ADDITIONAL FILE 4. Phenotypic characterization of splenic APCs upon SE infection.
A-B The presence (%) and C-D numbers (cells/mg spleen) of FSClow DCs and and FSChigh DCs in uninfected (uninf) and SE-infected (SE-inf) chickens were assessed over time. Mean + SEM per treatment and time point is shown (n = 5), for uninfected chickens at 0 dpi n = 3 and at 7 dpi n = 4. Statistical significance is indicated as ** p < 0.01.
ADDITIONAL FILE 5. The gating strategy used to determine the activation status of the APC subsets as depicted in Figure
5. The three identified splenic APC subsets A macrophages, B FSClow DCs and C FSChigh DCs were assessed for CHIR-AB1, CD40, CD80 and MHC-II. For CHIR-AB1, CD40 and CD80, the cells expressing the respective markers were selected and expressed as a percentage. The expression of MHC-II by each subset was expressed as the geometric mean fluorescent intensity (gMFI).
ADDITIONAL FILE 6. Numbers of intraepithelial and splenic γδ T cells and cytotoxic T cells expressing either CD8αα or CD8αβ in broiler chickens upon SE infection.

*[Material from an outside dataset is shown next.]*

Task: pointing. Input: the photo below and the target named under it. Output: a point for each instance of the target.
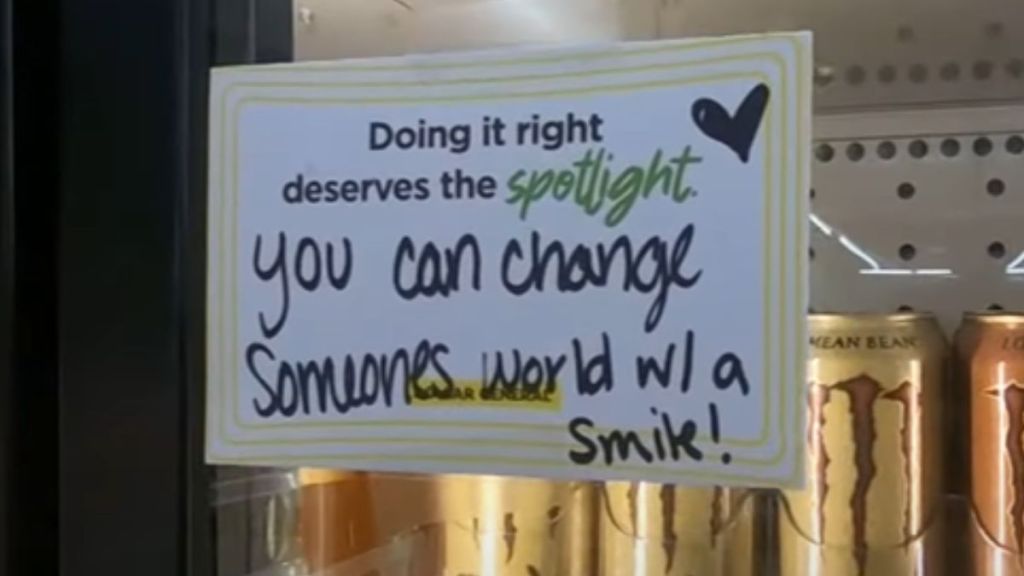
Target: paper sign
(573, 262)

A Numbers (cells/mg) of intraepithelial CD8αα+ γδ T cells, B CD8αβ+ γδ T cells, C cytotoxic CD8αα+ T cells and D CD8αβ+ T cells per mg ileum in uninfected (uninf) and SE-infected (SE-inf) chickens in the course of time. E Numbers (cells/mg) of splenic CD8αα+ γδ T cells, F CD8αβ+ γδ T cells, G cytotoxic CD8αα+ T cells and H CD8αβ+ T cells per mg spleen in uninfected and SE-infected chickens. Mean + SEM per treatment and time point is shown (n = 5), for uninfected chickens at 1 dpi in the IELs and spleen n = 4 due to numbers of events acquired in the gate of interest were < 100, and at 7 dpi in spleen n = 4. Statistical significance is indicated as * p < 0.05, ** p < 0.01. *** p < 0.001.

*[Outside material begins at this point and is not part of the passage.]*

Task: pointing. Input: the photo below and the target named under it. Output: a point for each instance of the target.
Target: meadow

ADDITIONAL FILE 7. Numbers of CD4
+ T cells in the spleen of broiler chickens upon SE infection. Numbers (cells/mg) of splenic CD4+ αβ T cells per mg spleen in uninfected (uninf) and SE-infected (SE-inf) chickens in the course of time. Mean + SEM per treatment and time point is shown (n = 5), for uninfected chickens at 7 dpi n = 4.

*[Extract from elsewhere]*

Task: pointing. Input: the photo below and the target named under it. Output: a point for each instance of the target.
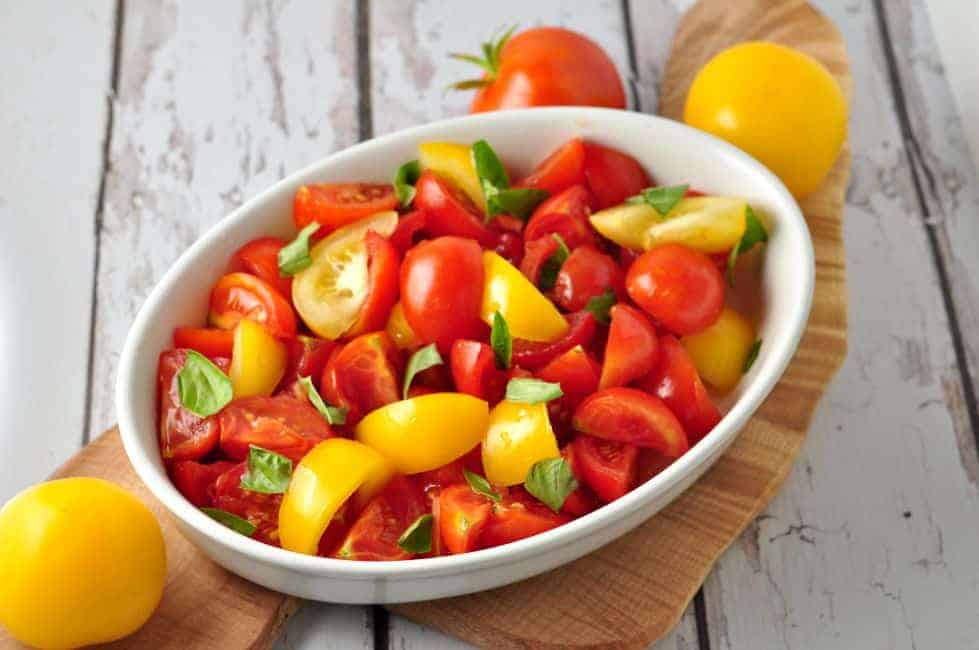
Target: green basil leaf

ADDITIONAL FILE 8. T cell activation in the IEL population and spleen of broiler chickens upon SE infection.
A Percentages of intraepithelial CD8+ T cells expressing CD107 (including both γδ and αβ T cells) in uninfected (uninf) and SE-infected (SE-inf) chickens in the course of time. B Percentages of splenic CD8+ T cells expressing CD107 (including both γδ and αβ T cells), C CD8+ γδ T cells expressing IFNγ, D CD4+ αβ T cells expressing IFNγ and E CD8+ αβ T cells expressing IFNγ in uninfected (uninf) and SE-infected (SE-inf) chickens over time. Mean + SEM per treatment and time point is shown (n = 5), for uninfected chickens at 7 dpi in spleen n = 4 and at 1 and 3 dpi in the IELs percentages were not determined (n.d.) due to numbers of events acquired in the gate of interest were < 100.